Yes. As we've talked about before, when we unlocked, we were using a [ 3.80% ]. It was a 4% 20-year treasury that we were grading to. We backed that down to about [ 3.80%. ] I mean, certainly, we're going to look at the current economic environment, the current economic forecast and what projected out into the future interest rates look at look like over a very long period of time, but we do need to take all of that into consideration as we look at what that great period would be and over what period we need to reassess our grade period of 20 years, and we need to reassess what that ultimate would be. But the process is going to be looking at all of those [Audio Gap] into the process and using judgment to assume what overall long-term interest rates will look like over that period of time.

Operator

And our next question comes from the line of Erik Bass with Autonomous Research.

U
Unknown Analyst

This is actually Alec in for Eric. Can you just talk about the changes at Eagle Life and how you see the opportunity for that business looking out to '21 and sort of how quickly you think the sales can ramp?

A
Anant Bhalla
executive

It's Anant, I'll start. So Eagle life for us is a really important channel, but we've been very measured in how we build it out. We've got product now over there back on some of the new assets we are originating.

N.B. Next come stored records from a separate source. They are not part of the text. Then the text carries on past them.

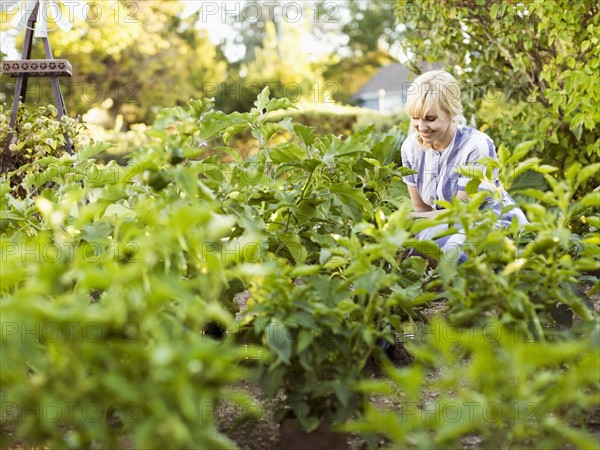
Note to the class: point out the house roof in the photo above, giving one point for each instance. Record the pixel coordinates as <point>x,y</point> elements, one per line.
<point>389,78</point>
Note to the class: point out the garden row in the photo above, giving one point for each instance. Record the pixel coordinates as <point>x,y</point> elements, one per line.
<point>113,274</point>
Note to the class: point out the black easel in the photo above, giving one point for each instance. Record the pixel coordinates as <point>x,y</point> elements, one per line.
<point>24,68</point>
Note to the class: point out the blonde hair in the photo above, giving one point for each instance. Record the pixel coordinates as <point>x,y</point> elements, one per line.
<point>436,89</point>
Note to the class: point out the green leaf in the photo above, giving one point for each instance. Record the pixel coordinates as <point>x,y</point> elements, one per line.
<point>521,150</point>
<point>94,149</point>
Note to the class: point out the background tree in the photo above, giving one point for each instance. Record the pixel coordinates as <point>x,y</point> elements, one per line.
<point>531,68</point>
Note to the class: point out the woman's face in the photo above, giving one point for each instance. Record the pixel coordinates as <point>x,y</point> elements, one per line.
<point>435,129</point>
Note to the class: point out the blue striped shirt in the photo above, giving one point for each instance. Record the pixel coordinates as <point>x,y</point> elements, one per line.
<point>437,179</point>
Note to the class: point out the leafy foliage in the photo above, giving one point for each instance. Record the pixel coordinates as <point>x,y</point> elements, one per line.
<point>313,228</point>
<point>531,63</point>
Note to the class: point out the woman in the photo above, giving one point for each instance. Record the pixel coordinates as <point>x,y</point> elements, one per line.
<point>438,144</point>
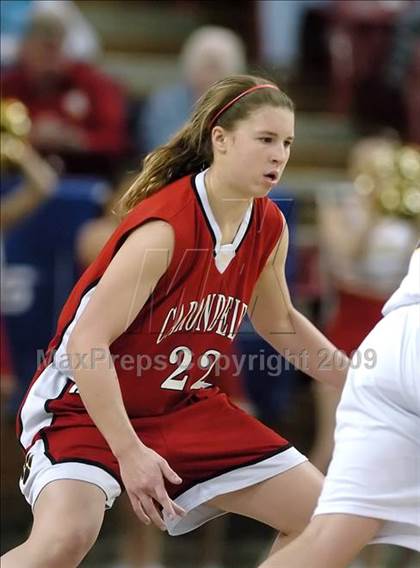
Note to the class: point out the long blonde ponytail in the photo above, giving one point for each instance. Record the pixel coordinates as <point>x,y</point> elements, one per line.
<point>190,149</point>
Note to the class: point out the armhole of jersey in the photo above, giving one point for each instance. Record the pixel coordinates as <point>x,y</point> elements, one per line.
<point>278,238</point>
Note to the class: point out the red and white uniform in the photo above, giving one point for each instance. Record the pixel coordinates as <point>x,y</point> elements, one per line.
<point>167,363</point>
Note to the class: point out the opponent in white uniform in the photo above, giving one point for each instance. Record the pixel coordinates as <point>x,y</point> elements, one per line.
<point>372,490</point>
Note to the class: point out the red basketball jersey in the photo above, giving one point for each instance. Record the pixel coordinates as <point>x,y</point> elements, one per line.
<point>174,345</point>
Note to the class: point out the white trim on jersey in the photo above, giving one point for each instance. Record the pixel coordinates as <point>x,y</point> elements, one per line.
<point>41,472</point>
<point>49,385</point>
<point>224,254</point>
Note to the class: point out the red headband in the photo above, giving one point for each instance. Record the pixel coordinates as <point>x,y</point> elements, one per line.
<point>233,101</point>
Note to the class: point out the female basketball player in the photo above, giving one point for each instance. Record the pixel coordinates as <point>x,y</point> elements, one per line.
<point>127,395</point>
<point>372,489</point>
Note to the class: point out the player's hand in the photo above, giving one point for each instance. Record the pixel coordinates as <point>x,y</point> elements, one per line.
<point>143,473</point>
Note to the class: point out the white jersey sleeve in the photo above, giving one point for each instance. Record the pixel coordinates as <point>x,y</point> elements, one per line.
<point>409,291</point>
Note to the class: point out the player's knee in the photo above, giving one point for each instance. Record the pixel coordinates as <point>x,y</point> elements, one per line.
<point>68,545</point>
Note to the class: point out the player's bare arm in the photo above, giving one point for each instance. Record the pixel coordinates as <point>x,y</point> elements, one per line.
<point>276,319</point>
<point>120,295</point>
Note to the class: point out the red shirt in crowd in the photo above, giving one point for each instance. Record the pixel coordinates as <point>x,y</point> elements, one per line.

That's very competitive. And we clearly have pivoted to a more sustainable wholesaling strategy, which is we have predominantly our own wholesalers going in. But in many regards, it's a significant reboot, which means you need to get the right talent and the right seats on the bus, which is why we think the 2021 ramp upwards. Over the long term, that is a multibillion-dollar channel for us, but it's going to take us 12 to 18 months to talk about volume in the billions over there, is the way I would guide

Operator

And I'm not showing any further questions at this time. I would now like to turn the conference over to Ms. Julie LaFollette for any further remarks.

J
Julie L. LaFollette
executive

Thank you for your interest in American Equity and for participating in today's call. Should you have any follow-up questions, please feel free to contact us.

Operator

Ladies and gentlemen, this concludes today's conference call. Thank you for your participation. You may now disconnect. Everyone, have a good day.